Listening to Night Vale, it's been awesome to get to see Fink, Cranor, Baldwin, and Bashwiner evolve and explore their roles.

However, for me, Disparition is the unsung hero of Night Vale's success, and his growth and evolution have impressed me the most (and, yes, I know I say this a lot. I'm a fan.) The episodes of WTNV that he's produced (Best Of and Lost in the Mail) are both spectacular. Alice continues that trend, and I hope he gets recognition for the top-notch music and production that these episodes are getting.
posted by schmod at 7:08 AM on March 29, 2016


For me, this episode had a dream-like quality that I found surprisingly difficult to focus on.

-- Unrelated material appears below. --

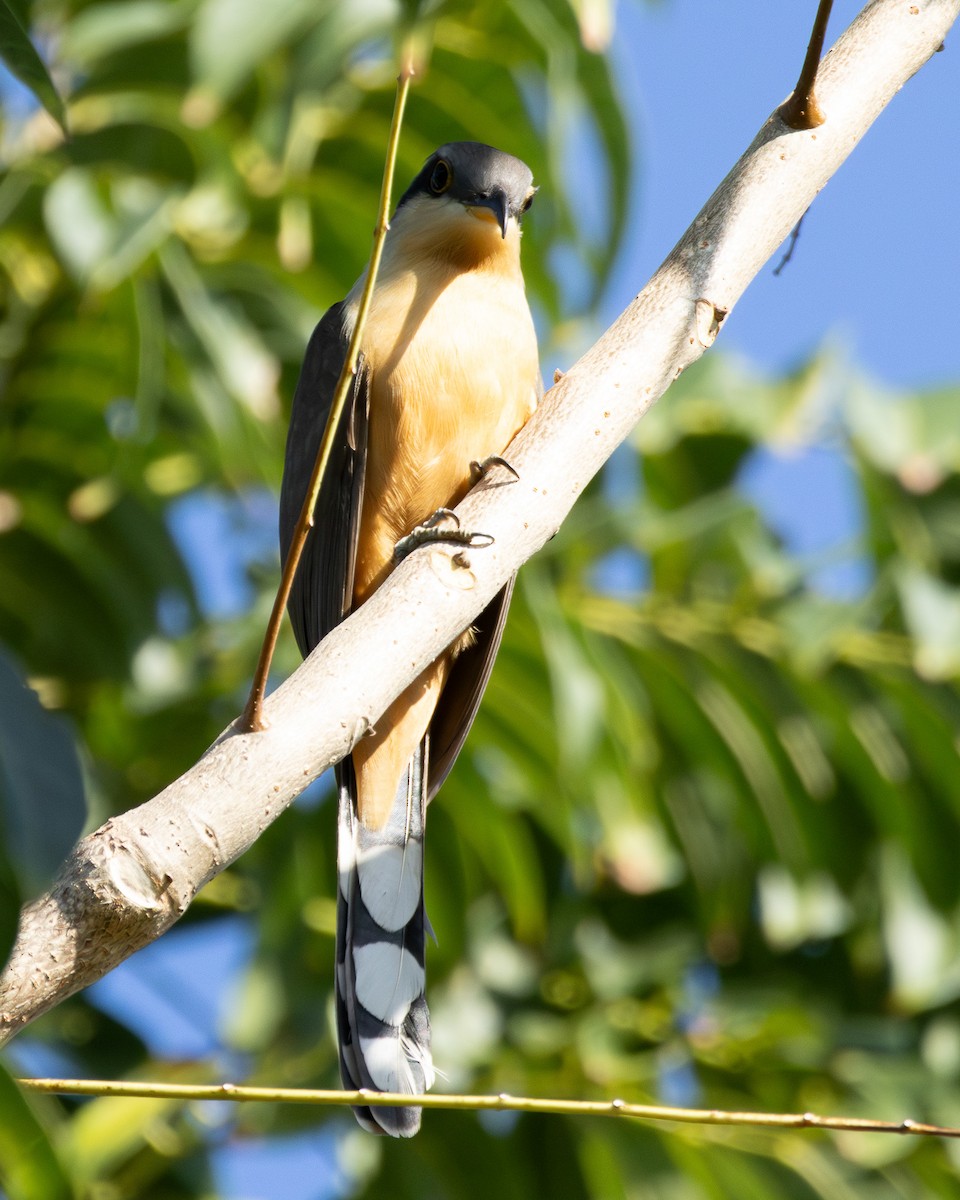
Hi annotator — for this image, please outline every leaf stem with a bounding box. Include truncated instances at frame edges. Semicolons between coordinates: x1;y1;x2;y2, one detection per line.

I listened to it while I was driving down a nondescript highway late at night, so.... that fits, I guess. I'll need to listen to it again.
posted by schmod at 7:09 AM on March 29, 2016


Charlatan captured something of the ugly unease of being on the road too long, not tired so much (but definitely tired in this way) in the conventional sense of muscles, or desiring sleep, but when the brain starts to wear out the way legs wear out after you've walked to long, and things stop working right and you start to hallucinate just a tiny bit because the visual cortex is half out of commission and half trying to cover up for what a poor job it's doing. And anxiety creeps in because the deep parts of you are aware that your visual cortex is doing a poor job, and starting to notice that they're doing a poor job. And in the midst of all of this, America rolls on beneath you, not identical but endlessly similar to itself across a thousand miles.